Aslında hiçbir şey yapmamayı kendi doğanıza bir geçiş kapısı olarak düşünebilirsiniz, tüm hayatın koşturmaları, üzerime binen sorumluluklar, yapmam gereken görevlerin sıkıntısı beni sadece gece yürüyerek iyi ediyor. Siz de mesela programınız ne kadar yoğun olursa olsun, ufacık bir hiçbir şey yapmayarak, bunu kendinize hediye etmeyi deneyin bir isterseniz. Bu anlar sadece durmakla ilgili de değil. Fiziksel veya zihinsel bir amaç olmaksızın hareket etmek de bir nevi hiçbir şey yapmamaktır. Kim bilir, belki dans ederek bile bunu yakalayabilirsiniz. Sürekli bir iş peşinde koşarken amaçsızca hareket etme dakikaları bulmak sizin kendi hiçbir şeyiniz olabilir, aslında bu hiçbir şey yapmama akımı Hollandalılardan çıkma bir akımdır, ismine de Niksen diyorlar. Bu akım oldukça toplumumuzda da yaygın olarak kullanılmaya başlandı.
Aslında temel olarak ”hiçbir şey yapmamak” sadece olduğunuz yerde durup yatmak değil ama; boş boş etrafta dolaşmak, müzik dinlemek, dans etmek, şarkı söylemek hiçbir şey düşünmeden anı yaşamak aslında. Çoğu kişi için hiçbir şey yapmamak göründüğü kadar basit değildir, örneğin; hareketsiz oturup pencereden dışarı bakmak biraz zor olabilir, bahsettiğim aslında tam olarak bu değil. Niksen kavramının temel amacı, insanların hiçbir şey yapmadığında bile, beynimiz hala bilgiyi işlemektedir ve bekleyen sorunları çözmek için mevcut işlem gücünü kullanabilir ve bu da sizin yaratıcılığını artırabilir. Bu, bir yürüyüşteki bir soruna çığır açan bir çözüme sahip olmakla veya harika bir iş fikrinin hayal kurarken kendini göstermesiyle ortaya çıkabilir veya şarkı söylediğiniz anda hayallerinizin olduğunu keşfedersiniz, ya da dans ettiğiniz de aslında yaşamın o kadar sıkıcı ve çekilmez olmadığını fark edersiniz.

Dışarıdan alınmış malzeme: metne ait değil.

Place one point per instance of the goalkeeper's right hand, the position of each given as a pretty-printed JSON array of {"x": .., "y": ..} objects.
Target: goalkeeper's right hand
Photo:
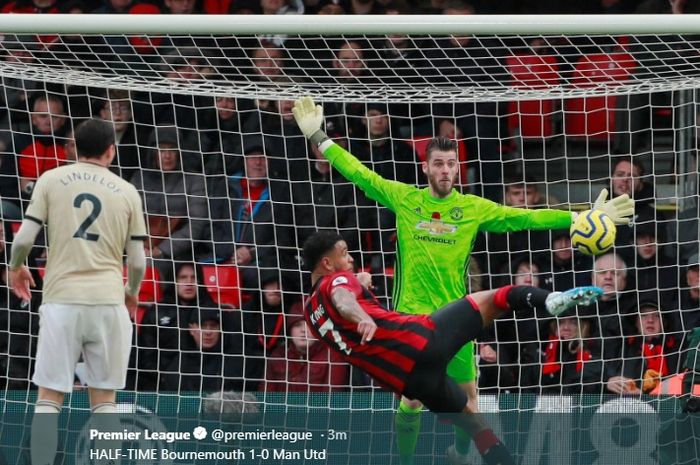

Tabii bu durumun dezavantajları yok mu elbette var, hiçbir şey yapmama durumunu depresyon veya anksiyeteden muzdarip olan kişiler için, ya da yas tutmak gibi bir süreci yaşayan kişilerin yapmaması gereken bir durumdur, bu durumları yaşayan kişilerseniz evet kendinizi izole etmeniz lazım ama bunun bu ortamın tadını çıkarmak için evde kalma kararı verme kapasitesi ile hiçbir ilgisi yoktur. Bu durumlardaysanız, evde tek başınıza kalmak yerine, sevdiklerinizle bolca vakit geçirmelisiniz, dışarıda sosyal bir aktiviteye katılmalısınız, zira yaşam hepimiz için, evet biliyorum bu tür durumlarda kendini dışarıya atmak, birileri ile konuşmak çok zordur fakat kendi ruh sağlığınızın iyiliği ileride önüne geçemeyeceğiniz durumların oluşmaması için evde asla tek kalmamalısınız. Hatta size ufak bir tavsiye vereyim; eğer çevrenizde depresyon, anksiyete, yas tutma sürecinde olan bir yakınız var size yalnız kalmak istiyorum diyorsa eğer, yalnız bırakmamanızı, ama asla da bunu yaparken baskı halinde değil, karşıdaki kişiyi daha çok cezbedecek tekliflerde bulunmalısınız. “sen iyi değilsin hadi dışarı çıkalım” yerine “sana ihtiyacım var bugün benimle dışarı çıkar mısın?” diyebilirsiniz.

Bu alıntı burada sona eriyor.